Quizá el mayor defecto de su filmografía sea, precisamente, su tendencia a la exhibición retórica y al manierismo postmoderno. En en su cine no existen la medida, ni la contención cuando los diferentes niveles de la narración empiezan a desdoblarse, a multiplicarse a confundirse entre ellos. Pareciera que cuando su ánime entra en el territorio de la paranoia caleidoscópica, ya nunca hubiera vuelta atrás y que Satoshi no supiera nunca cuando dejar de darle vueltas a las tuercas de su maquinaria. Sucede en Millenium Actress (2002), en la que Chiyoko Fujiwara, una actriz retirada, repasa su biografía a instancias de un joven director de cine admirador que acude a visitarla. A lo largo de su semblanza biográfica, Chiyoko entremezcla episodios de su vida durante los años de la Segunda Guerra Mundial y la consiguiente posguerra, con las andanzas de los personajes que representó en sus películas. Como es de esperar en las producciones de Kon, los dos planos de realidad terminan entremezclándose, la realidad del personaje se imbuye de la ficción de sus actuaciones y el espectador desconcertado termina asiendo hilos que en realidad no hacen sino enredarse en una fascinante madeja argumental. Porque, seguramente, el conflicto en las tramas de este director nace de la confusión y crece de forma irregular, pero éstas nunca, nunca pierden su capacidad hipnótica. El espectador asiste embelesado al espectáculo de la confusión.
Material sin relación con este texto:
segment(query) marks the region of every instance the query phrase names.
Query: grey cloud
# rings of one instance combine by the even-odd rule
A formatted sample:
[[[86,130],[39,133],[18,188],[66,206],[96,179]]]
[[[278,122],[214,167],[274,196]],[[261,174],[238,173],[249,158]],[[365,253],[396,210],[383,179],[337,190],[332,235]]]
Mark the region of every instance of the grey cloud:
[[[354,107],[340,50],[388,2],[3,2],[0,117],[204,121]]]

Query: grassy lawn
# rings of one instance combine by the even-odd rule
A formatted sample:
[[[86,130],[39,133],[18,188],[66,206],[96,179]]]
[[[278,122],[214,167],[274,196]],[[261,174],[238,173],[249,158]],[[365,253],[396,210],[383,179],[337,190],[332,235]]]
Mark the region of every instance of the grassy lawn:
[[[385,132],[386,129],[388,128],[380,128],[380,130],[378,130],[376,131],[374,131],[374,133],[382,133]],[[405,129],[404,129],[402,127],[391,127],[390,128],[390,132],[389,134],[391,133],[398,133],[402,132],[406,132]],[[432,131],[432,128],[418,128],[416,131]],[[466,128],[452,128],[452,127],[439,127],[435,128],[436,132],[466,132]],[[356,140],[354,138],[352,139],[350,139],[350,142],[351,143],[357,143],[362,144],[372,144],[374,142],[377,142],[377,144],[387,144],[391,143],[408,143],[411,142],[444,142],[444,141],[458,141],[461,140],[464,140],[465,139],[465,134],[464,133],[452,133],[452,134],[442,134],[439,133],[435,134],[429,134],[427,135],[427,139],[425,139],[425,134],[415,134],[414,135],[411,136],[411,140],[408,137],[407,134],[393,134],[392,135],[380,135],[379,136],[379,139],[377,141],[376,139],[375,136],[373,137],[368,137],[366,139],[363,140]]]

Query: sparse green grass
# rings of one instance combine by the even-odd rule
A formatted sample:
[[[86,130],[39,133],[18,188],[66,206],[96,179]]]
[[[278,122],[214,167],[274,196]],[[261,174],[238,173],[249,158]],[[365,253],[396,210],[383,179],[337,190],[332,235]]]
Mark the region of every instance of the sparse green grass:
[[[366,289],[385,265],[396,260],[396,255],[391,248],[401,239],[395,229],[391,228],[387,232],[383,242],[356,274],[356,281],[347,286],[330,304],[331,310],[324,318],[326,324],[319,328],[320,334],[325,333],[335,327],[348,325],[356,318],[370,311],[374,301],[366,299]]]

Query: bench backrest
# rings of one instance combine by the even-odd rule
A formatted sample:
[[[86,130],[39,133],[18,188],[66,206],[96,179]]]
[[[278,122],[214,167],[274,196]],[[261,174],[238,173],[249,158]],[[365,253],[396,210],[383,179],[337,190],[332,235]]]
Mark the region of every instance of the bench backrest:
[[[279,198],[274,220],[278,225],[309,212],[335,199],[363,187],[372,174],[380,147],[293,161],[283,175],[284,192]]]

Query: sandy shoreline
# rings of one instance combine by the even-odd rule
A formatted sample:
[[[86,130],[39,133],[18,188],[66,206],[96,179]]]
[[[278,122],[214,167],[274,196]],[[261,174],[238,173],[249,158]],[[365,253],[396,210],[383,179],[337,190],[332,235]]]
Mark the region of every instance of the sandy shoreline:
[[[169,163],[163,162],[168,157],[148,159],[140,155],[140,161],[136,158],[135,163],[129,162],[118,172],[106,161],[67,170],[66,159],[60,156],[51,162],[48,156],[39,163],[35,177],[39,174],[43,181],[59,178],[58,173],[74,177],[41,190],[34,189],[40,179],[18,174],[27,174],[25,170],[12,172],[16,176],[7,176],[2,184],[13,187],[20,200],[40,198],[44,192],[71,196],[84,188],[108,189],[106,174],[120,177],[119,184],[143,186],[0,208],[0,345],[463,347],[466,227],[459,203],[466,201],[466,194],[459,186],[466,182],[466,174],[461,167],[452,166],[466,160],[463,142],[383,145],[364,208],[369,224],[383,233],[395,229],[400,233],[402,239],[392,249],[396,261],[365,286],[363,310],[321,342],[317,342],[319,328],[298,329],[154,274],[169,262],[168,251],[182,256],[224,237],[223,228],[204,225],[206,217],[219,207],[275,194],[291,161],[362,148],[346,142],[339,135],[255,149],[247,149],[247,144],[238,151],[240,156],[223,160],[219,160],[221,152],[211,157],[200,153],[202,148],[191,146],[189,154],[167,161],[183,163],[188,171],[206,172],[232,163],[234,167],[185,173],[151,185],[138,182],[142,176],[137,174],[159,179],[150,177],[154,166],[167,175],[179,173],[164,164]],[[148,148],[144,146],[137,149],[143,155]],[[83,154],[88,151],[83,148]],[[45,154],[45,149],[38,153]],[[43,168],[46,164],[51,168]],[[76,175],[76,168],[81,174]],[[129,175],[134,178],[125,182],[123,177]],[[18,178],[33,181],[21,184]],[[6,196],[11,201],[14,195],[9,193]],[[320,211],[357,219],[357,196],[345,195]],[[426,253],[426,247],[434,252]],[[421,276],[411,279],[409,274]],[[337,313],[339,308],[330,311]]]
Repetición paranoica y obsesión son dos constantes dentro de la filmografía de Kon. Están presentes en Perfect Blue (en el contexto del mundo del espectáculo), en Millenium Actress (en el mundo del celuloide), en Paprika (dentro del universo de las realidades virtuales) y hasta en los capítulos de la serie de animación Paranoia Agent (en la que de nuevo surge la duda entre lo real y lo imaginado) firmados por él... Son dos ingredientes que alimentan un cine que podríamos situar dentro del género negro. Los thrillers de Kon tienen esa cualidad especial que caracteriza a cierta literatura (lo vemos en el clásico Azul casi transparente, de Ryu Murakami, por ejemplo) o cine oriental, como el del coreano Bong Joon-ho (autor de la excelente y turbadora Memorias de un asesino, 2003). Misterio, corrupción y sexualidad explícita aparecen filtrados por un turbulento realismo mágico nipón que, sin dejar de ser deudor del género negro clásico norteamericano (el de los Chandler y Hammett), se acerca a la liga de los artistas del extrañamiento, en la que juega gente como David Lynch o Daniel Clowes. Aunque, es verdad, parte de ese extrañamiento se debe a la incomprensión y el desconcierto con los que se reciben en occidente muchas de las costumbres, actitudes y filosofías del pueblo japonés, y de los países del lejano oriente en general. Nos cuesta entender el fenómeno fan tal y como aparece en Perfect Blue o la exhibición de la sexualidad casi adolescente que se subraya en el anime, los videojuegos y el manga japonés, pero en el fondo, en esa puerta a lo desconocido que se nos abre es donde reside el encanto de creadores tan singulares como lo fue Satoshi Kon.